Warum haben wir manchmal gestritten und noch dazu über ganz Banales? Es wäre doch besser gewesen, wir hätten uns stattdessen geliebt – egal wo, im Bett, am Fußboden oder am Küchentisch. Hauptsache, wir hätten die Nähe des Anderen gespürt und sie in uns aufgesaugt.

Komm' noch einmal zurück und wir lieben uns, verschlingen uns und gehen ganz ineinander auf. Wir denken einfach nicht daran, dass es unsere letzte Nacht ist, dass wir diese Chance nicht noch einmal bekommen. Wir können uns in die Badewanne setzen, Musik auflegen und über unsere Träume reden. Dann planen wir wieder gemeinsam an unserer Zukunft und ignorieren die Tatsache, dass es die nicht mehr geben wird.
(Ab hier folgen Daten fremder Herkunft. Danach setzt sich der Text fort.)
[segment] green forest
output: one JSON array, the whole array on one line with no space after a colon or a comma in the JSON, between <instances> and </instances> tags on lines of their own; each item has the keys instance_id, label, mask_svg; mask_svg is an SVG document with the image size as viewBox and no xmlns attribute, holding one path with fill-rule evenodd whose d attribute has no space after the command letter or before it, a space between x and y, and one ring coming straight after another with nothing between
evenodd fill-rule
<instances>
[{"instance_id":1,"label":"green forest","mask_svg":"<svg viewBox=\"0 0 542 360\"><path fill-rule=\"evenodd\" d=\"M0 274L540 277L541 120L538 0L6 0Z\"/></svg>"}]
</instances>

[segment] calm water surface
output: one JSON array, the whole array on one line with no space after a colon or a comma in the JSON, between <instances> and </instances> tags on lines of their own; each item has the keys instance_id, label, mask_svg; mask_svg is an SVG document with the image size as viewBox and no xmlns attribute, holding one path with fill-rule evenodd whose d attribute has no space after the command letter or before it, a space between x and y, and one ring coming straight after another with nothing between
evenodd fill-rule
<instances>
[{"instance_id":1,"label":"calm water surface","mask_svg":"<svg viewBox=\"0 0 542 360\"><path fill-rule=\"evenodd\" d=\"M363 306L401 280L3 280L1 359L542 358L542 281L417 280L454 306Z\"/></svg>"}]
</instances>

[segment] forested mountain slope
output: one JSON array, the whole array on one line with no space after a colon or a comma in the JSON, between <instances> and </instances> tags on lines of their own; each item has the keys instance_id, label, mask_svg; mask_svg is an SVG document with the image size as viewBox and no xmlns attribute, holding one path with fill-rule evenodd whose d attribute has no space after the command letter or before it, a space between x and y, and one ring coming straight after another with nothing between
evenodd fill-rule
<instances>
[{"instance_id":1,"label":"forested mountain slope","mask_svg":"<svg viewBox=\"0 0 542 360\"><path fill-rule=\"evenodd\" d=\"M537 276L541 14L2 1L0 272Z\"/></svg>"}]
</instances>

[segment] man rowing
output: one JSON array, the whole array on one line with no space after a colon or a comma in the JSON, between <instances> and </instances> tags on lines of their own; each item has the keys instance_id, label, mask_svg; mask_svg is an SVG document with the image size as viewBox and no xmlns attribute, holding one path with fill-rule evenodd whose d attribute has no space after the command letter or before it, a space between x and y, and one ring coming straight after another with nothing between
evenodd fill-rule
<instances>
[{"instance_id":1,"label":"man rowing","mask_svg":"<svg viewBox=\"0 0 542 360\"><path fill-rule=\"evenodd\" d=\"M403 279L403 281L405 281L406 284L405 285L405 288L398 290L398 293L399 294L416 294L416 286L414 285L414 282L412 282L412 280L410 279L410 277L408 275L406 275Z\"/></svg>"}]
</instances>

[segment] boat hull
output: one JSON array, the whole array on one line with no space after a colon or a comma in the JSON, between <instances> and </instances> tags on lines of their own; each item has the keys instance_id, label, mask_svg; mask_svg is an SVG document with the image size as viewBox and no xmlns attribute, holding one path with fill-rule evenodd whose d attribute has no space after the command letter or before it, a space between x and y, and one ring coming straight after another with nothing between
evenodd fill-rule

Jede Nacht träume ich von dir. Ich sehe dein Lächeln und höre deine Stimme. Du streichst mir übers Haar und küsst mir meine Tränen von den Augen. Doch immer, wenn ich nach deiner Hand greifen will, wache ich auf. Manchmal lache ich dabei, weil du mir gerade etwas Lustiges erzählt hast. Meistens weine ich allerdings, weil du nicht bei mir bleibst. Dabei möchte ich dir noch soviel sagen, dich noch einmal küssen.
Bitte komm' doch nur auf eine Nacht vorbei, damit ich dich berühren kann und weiß, dass du mich auch hören kannst. Vielleicht packe ich dir noch ein paar Pullover ein, damit du nicht frierst, wenn du wieder zurück musst. Du musst mir nur sagen, was du brauchst.

Vielleicht ist es aber besser, du kommst nicht zurück – auch wenn es nur für eine Nacht wäre. Ich würde dich nämlich nicht noch einmal gehen lassen. Ich liebe dich.